When the norm of allusively is transgressed the artwork becomes a tract.
Fundamentally art is…like a flower, like a jewel or an imaginative tear or a smile you giveaway to your neighbor, for Christ’s sake.
Walter Brueggemann
This is why poetry is so important; because the poetry just keeps opening and opening and opening whereas the doctrinal practice of the church is always to close and close and close until you’re left with nothing that has transformative power.
C.S. Lewis:
This is one of the functions of art: To present what the narrow and desperately practical perspectives of real life exclude.
The books or the music in which we thought the beauty was located will betray us if we trust to them; it was not in them, it only came through them, and what came through them was longing.
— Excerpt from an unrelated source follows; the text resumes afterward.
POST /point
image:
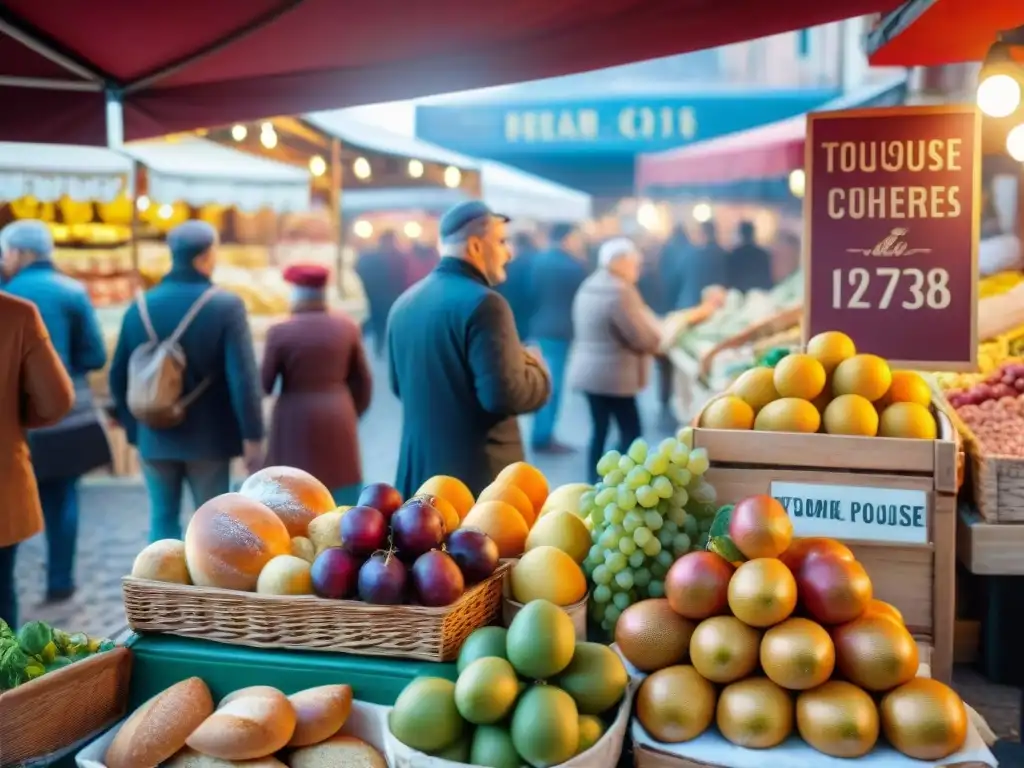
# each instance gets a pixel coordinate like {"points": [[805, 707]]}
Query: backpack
{"points": [[156, 371]]}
These things—the beauty, the memory of our own past— are good images of what we really desire; but if they are mistaken for the thing itself they turn into dumb idols, breaking the hearts of their worshipers. For they are not the thing itself; they are only the scent of a flower we have not found, the echo of a tune we have not heard, news from a country we have never yet visited.
Jean-Jacques von Allmen:
Art is “basically the longing of things for liturgical self-expression, to find their justification in the praise for which they were created.”
Makoto Fujimara:
A grieving mother drove over 11 hrs to see my exhibit at Berry College Martha Berry Museum. She stood in front of my paintings and wept for a young son she lost only a week back. Art is a portal into the New, and I am grateful and humbled by these moments.